The administration plugged away at improving websites and online tools during the year, launching various new sites publishing declassified materials, credit card complaints, and mapping environmental data.
The White House also sought to revolutionize government digital services by reforming the fundamentals of how government uses technology. The Digital Government Strategy, released in May, lays out procedures for establishing openness as the default for public information and raises the bar for usability, efficiency, and innovation. The administration rolled out a number of valuable reforms under the strategy, with additional policy documents expected in early 2013.
Using transparency to verify or improve ethical behavior of government officials was a popular issue at the federal and state level this year. In April, President Obama signed the Stop Trading on Congressional Knowledge Act, or STOCK Act, which will put financial disclosures from thousands of congressional staff and executive branch officials online for the first time. Asset disclosure helps ensure that public officials don't use information gleaned from their decision making authority to increase their personal financial holdings. However, the STOCK Act has met with court challenges that have delayed its implementation and may limit the amount of information displayed online.

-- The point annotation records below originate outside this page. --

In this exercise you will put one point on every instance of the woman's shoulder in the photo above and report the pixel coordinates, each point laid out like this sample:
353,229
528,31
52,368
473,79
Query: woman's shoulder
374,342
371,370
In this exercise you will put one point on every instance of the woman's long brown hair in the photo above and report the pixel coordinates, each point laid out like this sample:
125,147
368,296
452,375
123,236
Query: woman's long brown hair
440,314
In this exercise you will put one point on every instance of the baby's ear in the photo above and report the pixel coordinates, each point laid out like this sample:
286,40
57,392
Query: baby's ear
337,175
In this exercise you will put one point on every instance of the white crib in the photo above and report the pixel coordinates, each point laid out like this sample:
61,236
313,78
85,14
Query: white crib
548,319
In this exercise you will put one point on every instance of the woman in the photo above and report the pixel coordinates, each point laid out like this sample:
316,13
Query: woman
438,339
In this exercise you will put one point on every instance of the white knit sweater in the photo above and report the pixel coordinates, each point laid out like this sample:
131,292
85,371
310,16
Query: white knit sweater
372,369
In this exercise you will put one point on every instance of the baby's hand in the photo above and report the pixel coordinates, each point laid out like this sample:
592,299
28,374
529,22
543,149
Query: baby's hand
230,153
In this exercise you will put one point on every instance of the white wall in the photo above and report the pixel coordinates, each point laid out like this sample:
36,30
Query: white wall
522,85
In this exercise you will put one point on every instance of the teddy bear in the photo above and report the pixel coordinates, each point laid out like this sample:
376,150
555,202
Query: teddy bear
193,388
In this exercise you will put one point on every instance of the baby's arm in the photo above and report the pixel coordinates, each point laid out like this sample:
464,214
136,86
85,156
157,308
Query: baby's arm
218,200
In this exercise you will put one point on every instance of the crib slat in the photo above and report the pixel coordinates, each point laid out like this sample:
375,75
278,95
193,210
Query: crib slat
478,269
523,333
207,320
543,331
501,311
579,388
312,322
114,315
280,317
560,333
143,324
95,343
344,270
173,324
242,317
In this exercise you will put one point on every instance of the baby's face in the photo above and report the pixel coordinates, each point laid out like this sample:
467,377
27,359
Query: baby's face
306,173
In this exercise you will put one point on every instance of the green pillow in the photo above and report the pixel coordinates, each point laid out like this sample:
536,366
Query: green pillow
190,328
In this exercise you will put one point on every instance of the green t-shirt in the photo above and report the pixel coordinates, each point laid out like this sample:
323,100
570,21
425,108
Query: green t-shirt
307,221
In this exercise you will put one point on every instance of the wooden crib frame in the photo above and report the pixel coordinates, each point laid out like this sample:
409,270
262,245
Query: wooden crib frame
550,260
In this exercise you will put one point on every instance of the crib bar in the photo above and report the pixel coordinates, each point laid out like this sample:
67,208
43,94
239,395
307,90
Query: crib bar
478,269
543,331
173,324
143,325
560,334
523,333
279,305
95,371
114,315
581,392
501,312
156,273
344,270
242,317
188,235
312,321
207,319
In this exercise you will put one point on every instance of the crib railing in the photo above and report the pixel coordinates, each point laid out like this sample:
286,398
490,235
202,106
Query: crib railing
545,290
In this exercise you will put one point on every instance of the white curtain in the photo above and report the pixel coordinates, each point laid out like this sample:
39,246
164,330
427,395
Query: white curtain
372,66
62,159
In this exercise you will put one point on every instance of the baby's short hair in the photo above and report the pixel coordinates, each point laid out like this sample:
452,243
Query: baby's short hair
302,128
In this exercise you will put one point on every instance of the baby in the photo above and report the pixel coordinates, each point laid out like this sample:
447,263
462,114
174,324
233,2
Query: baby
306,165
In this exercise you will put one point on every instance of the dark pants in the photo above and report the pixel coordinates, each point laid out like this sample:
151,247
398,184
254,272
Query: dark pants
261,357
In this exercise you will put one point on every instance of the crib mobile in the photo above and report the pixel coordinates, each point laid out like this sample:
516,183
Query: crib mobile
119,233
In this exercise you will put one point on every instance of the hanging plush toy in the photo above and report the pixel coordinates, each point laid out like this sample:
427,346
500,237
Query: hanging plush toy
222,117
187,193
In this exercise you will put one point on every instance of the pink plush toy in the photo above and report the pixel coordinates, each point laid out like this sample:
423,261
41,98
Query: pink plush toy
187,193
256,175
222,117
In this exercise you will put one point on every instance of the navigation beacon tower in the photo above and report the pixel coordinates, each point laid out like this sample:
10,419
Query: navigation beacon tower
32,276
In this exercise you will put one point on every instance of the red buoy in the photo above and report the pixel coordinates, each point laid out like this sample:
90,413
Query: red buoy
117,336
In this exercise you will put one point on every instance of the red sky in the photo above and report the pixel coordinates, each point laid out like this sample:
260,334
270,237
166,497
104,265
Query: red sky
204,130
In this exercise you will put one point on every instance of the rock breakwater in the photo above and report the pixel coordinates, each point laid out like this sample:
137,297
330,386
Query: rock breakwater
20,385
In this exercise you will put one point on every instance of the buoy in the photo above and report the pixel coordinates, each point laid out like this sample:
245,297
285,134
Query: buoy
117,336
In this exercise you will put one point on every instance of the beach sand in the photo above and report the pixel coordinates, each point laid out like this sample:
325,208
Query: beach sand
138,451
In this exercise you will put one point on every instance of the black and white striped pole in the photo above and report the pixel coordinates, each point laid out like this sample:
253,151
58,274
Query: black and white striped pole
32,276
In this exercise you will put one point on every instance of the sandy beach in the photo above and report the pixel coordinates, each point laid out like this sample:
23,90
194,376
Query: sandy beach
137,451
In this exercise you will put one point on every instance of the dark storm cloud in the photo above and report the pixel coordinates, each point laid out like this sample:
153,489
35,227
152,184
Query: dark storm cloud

Many state governments already provide some online access to similar disclosures, and others, such as Maryland, are considering following suit. An OMB Watch report in March highlighted a number of state websites that provide quality online tools for reviewing asset disclosure information, as well as lobbying disclosures, campaign finance data, and procurement decisions. While states and the federal government have made progress in this area, more work lies ahead as the quantity and quality of disclosure remain uneven.
The Rio+20 international environmental conference provided a forum for more than 130 government leaders to discuss improving environmental policies and sustainability. Among those countries, 15 made specific commitments to improve access to environmental information and public participation in environmental decision making. The United States was not among them.
Prior to the conference, OMB Watch worked with public interest organizations to encourage specific improvements. The U.S. groups built their demands from a set of recommendations endorsed by more than 100 public interest organizations around the country. Despite the input, U.S. officials refused to make any concrete commitments at the conference. Though the United States does not need a global conference to improve environmental information domestically, it would have been an opportunity for the U.S. to signal its commitment to be an environmental innovator and leader to the world and its own citizens.